This repo contains a bare-bones database implementation, which supports executing simple transactions in series. In the assignments of this class, you will be adding to this implementation, adding support for B+ tree indices, efficient join algorithms, query optimization, multigranularity locking to support concurrent execution of transactions, and database recovery.

As you will be working with this codebase for the rest of the semester, it is a good idea to get familiar with it.

Overview

In this document, we explain

  • how to fetch the released code from GitHub
  • how to fetch any updates to the released code
  • how to setup a local development environment
  • how to run tests inside the CS186 docker container and using IntelliJ
  • how to submit your code to turn in assignments
  • how to reset your docker container
  • the general architecture of the released code

Fetching the released code

The first time you work on this codebase, run the following command (this is the same command given in HW0; you do not need to run this again if you are working through HW0):

docker run --name cs186 -v "/path/to/cs186/directory/on/your/machine:/cs186" -it cs186/environment /bin/bash

This should start a bash shell (type exit to exit). You should only need to run this one time in this class.

To start the container, run:

docker start -ai cs186

After some notifications, you should get a prompt like this:

ubuntu@1891ee9ee645:/$

This indicates that you are inside the container; to exit the container, type exit or ctrl+D at the bash prompt.

While inside the container, navigate to the shared directory:

cd /cs186

Clone this repo:

git clone https://github.com/berkeley-cs186/sp20-moocbase.git

If you get an error like Could not resolve host: github.com, try restarting your docker machine (exit the container and run docker-machine restart) or restarting your computer.

Now, navigate into the newly created directory:

cd sp20-moocbase

To test that everything is working correctly, run:

mvn clean test -P system

There should not be any failures.

Fetching any updates to the released code

In a perfect world, we would never have to update the released code, because it would be perfectly free of bugs. Unfortunately, bugs do surface from time to time, and you may have to fetch updates. We will post on Piazza whenever fetching updates is necessary. The following instructions explain how to do so.

Inside the container, navigate to the cloned repo:

cd /cs186/sp20-moocbase

Commit any changes you have made so far:

git add --all .
git commit -m "commit message"

If you get the following error:

*** Please tell me who you are.

Run

  git config --global user.email "[email protected]"
  git config --global user.name "Your Name"

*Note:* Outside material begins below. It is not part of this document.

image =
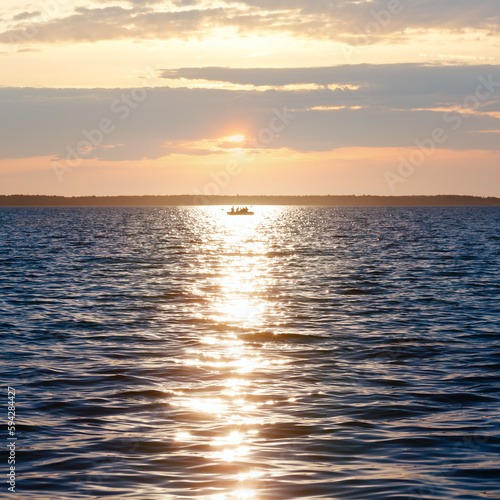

to set your account's default identity.
Omit --global to set the identity only in this repository.

fatal: empty ident name (for <ubuntu@7623beeffa12.(none)>) not allowed

then run the two suggested commands and try again.

Pull the changes:

git pull --rebase

If there are any conflicts, resolve them and run git rebase --continue. If you need help resolving merge conflicts, please come to office hours.

Setting up your local development environment

You are free to use any text editor or IDE to complete the assignments, but we will build and test your code in the docker container with maven.

We recommend setting up a more local development environment by installing Java 8 locally (the version our Docker container runs) and using an IDE such as IntelliJ.

Java 8 downloads

If you have another version of Java installed, it's probably fine to use it, as long as you do not use any features not in Java 8. You should run tests somewhat frequently inside the container to make sure that your code works with our setup.

To import the project into IntelliJ, make sure that you import as a maven project (select the pom.xml file when importing). Make sure that you can compile your code and run tests (it's ok if there are a lot of failed tests - you haven't begun implementing anything yet!). You should also make sure that you can run the debugger and step through code.

Running tests

The code in this repository comes with a set of tests that can be run. These test cases are not comprehensive, and we suggest writing your own to ensure that your code is correct.

To run all the tests for a particular assignment, start the container, navigate to the cloned repo (cd /cs186/sp20-moocbase), and run the following command:

mvn clean test -D proj=n

but replace n with one of: 0, 2, 3Part1, 3Part2, 4Part1, 4Part2, 5.

Before submitting any assignments, be sure to run tests inside your container. We will not be accepting "the test ran successfully in my IDE" as an excuse -- you are responsible for making sure the tests run successfully in the docker container.

A (very) common problem that students in past semester ran into when they did not run tests in Docker before submitting was encountering an error similar to the following after submitting:

[INFO] -----------------------------------------------------------
[ERROR] COMPILATION ERROR
[INFO] -----------------------------------------------------------
[ERROR] /cs186/sp20-moocbase/src/main/java/edu/berkeley/cs186/database/index/BPlusTr
ee.java:[3, 45] package com.sun.internal.rngom.parse.host does not exist
[INFO] 1 error
[INFO] -----------------------------------------------------------
[INFO] -----------------------------------------------------------------------
[INFO] BUILD FAILURE
[INFO] -----------------------------------------------------------------------

When your IDE lists autocomplete options, there are sometimes classes/enums/etc. from non-standard libraries. If you select one by accident, your IDE may automatically add the import for it, which stays even after you delete the incorrectly autocompleted word.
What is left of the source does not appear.